Oleh: Rania Fitri Nur Rizka

(Internship Advokat Konstitusi) 

Semenjak kemunculannya, internet terus berkembang sebagai tempat berkomunikasi dan penyebaran informasi yang mampu mempengaruhi banyak kehidupan masyarakat. Akses tanpa batas dari segi ruang dan waktu membuat internet menjadi alat yang efektif sebagai sarana berekspresi, sosialisasi, dan mendapatkan informasi. Sarana-sarana tersebut tersedia karena hadirnya akses yang memadai terhadap  internet  dan menjadi wujud dari pemenuhan hak atas informasi, berekspresi, serta mengemukakan pendapat. Akan tetapi akses dari internet ini juga menghasilkan dampak negatif berupa ujaran kebencian, rasisme, pornografi, pelanggaran atas privasi, dan lainnya, yang kemudian menjadi perhatian pemerintah. 

Pasca wacana revisi Undang-Undang No. 19 tahun 2016 tentang Perubahan Undang-Undang No. 11 tahun 2008 tentang Informasi dan Transaksi Elektronik (ITE) dengan pasalnya yang multitafsir berkaitan dengan pencemaran nama baik dinaikan pemerintah, kekhawatiran akan kebebasan untuk berpendapat dan berekspresi masih belum dapat turun.
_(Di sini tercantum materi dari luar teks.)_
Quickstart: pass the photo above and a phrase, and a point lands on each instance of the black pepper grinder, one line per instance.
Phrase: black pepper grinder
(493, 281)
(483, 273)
Pasalnya rencana tersebut sempat dilanjut dengan kemunculan rencana lain berupa penyusunan interpretasi UU ITE oleh pemerintah, dan pengaktifan polisi virtual oleh POLRI. Agenda-agenda tersebut pasalnya semakin mengarah pada besarnya intervensi negara pada konten-konten yang ada di internet dalam hal ini media sosial.